The Ghana cedi has endured to depreciate in opposition to essential buying and selling currencies over the previous two weeks, with rising demand for overseas alternate and developing company repatriation wishes intensifying strain on the nearby currency.

The cedi, in accordance to the cutting-edge market update, weakened in each the interbank and retail overseas trade markets, with analysts attributing the depreciation to heightened demand for US greenbacks amid reasonable overseas alternate supply.

The cedi traded at GHS 11.85 to the US dollar, down from GHS 11.63 recorded in the preceding overview duration in the interbank market and additionally depreciated in opposition to the British pound and the euro, with alternate fees rising to GHS 15.85 per pound and GHS 13.66 per euro from GHS 15.62 and GHS 13.49, respectively.

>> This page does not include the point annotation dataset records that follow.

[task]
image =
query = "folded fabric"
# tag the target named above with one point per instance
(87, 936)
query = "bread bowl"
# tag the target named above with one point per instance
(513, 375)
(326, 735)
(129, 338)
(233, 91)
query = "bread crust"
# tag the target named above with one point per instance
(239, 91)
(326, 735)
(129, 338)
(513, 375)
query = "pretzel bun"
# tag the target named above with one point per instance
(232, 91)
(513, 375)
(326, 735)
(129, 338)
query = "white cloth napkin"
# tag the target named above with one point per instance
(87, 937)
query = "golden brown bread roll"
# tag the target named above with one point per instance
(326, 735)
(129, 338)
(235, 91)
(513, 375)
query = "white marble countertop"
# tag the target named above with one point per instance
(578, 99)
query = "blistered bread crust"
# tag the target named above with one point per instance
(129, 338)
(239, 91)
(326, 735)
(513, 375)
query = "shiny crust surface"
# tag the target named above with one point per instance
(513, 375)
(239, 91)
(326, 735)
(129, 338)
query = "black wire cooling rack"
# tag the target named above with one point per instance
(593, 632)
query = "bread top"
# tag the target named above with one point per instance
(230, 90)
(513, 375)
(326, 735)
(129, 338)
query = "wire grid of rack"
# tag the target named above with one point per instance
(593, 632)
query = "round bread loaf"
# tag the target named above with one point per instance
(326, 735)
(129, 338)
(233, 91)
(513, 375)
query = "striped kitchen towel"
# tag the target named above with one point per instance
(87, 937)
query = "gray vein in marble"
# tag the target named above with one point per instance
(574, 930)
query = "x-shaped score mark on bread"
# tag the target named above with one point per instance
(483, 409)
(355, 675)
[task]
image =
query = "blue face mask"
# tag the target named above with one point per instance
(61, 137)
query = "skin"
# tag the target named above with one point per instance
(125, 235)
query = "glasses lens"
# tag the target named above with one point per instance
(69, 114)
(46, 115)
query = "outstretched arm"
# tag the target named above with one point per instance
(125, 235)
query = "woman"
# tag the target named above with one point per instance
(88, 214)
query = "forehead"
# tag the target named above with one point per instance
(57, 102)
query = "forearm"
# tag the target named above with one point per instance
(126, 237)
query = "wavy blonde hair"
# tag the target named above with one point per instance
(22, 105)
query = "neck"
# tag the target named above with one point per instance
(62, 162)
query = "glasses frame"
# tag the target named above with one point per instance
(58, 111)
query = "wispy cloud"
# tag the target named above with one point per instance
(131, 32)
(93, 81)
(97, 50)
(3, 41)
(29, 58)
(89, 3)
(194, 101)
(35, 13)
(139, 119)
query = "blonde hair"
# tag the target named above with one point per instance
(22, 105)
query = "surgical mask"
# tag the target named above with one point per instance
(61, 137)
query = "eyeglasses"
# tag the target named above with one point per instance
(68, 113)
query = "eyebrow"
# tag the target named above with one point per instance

The depreciation used to be additionally felt in the retail market, with the cedi dropping 0.81 percentage towards the dollar, 1.83 percentage in opposition to the pound, and 1.40 percentage towards the euro, closing at mid-rates of GHS 12.30 per dollar, GHS 16.35 per pound and GHS 14.30 euro.

Despite the overseas trade interventions of about $1.1 billion by means of the Bank of Ghana in May, the cedi depreciated via an common of 4.18 percentage between April and May 2026, in contrast to the 3.23 percentage decline recorded at the give up of April.

According to a document by means of citinewsroom.com, analysts have attributed the weak point to demand for overseas foreign money persistently outpacing supply, compounded by using developing world urge for food for the US dollar as central banks liquidate non-dollar belongings to meet rising import fees pushed by way of constantly excessive crude oil prices.

Looking ahead, market observers count on hypothesis in the overseas alternate market to continue to be noticeably contained in June, supported by way of an introduced $1.2 billion month-to-month overseas change help programme.

Analysts, however, warn that the cedi should face extra stress in the coming weeks as multinational corporations commence repatriating income and dividends at some point of the second-quarter repatriation period.

“Corporate demand generally peaks at some stage in the Q2 repatriation window, pushed through multinational dividend and income outflows,” the document noted.

The dollar-cedi trade charge is anticipated to weaken in addition past the modern interbank degree of GHS 11.85 until overseas trade inflows reinforce significantly.

Meanwhile, in South Africa, the rand additionally got here below stress throughout the overview period, weakening via 1.15 percentage to shut at ZAR 16.28 per US dollar.

Analysts attributed the decline to extended oil fees and renewed geopolitical tensions that have dampened investor chance urge for food and extended issues over import costs.

The outlook for the rand stays cautious, with expanded crude oil costs and unsure international market stipulations predicted to hold the foreign money beneath strain in the close to term.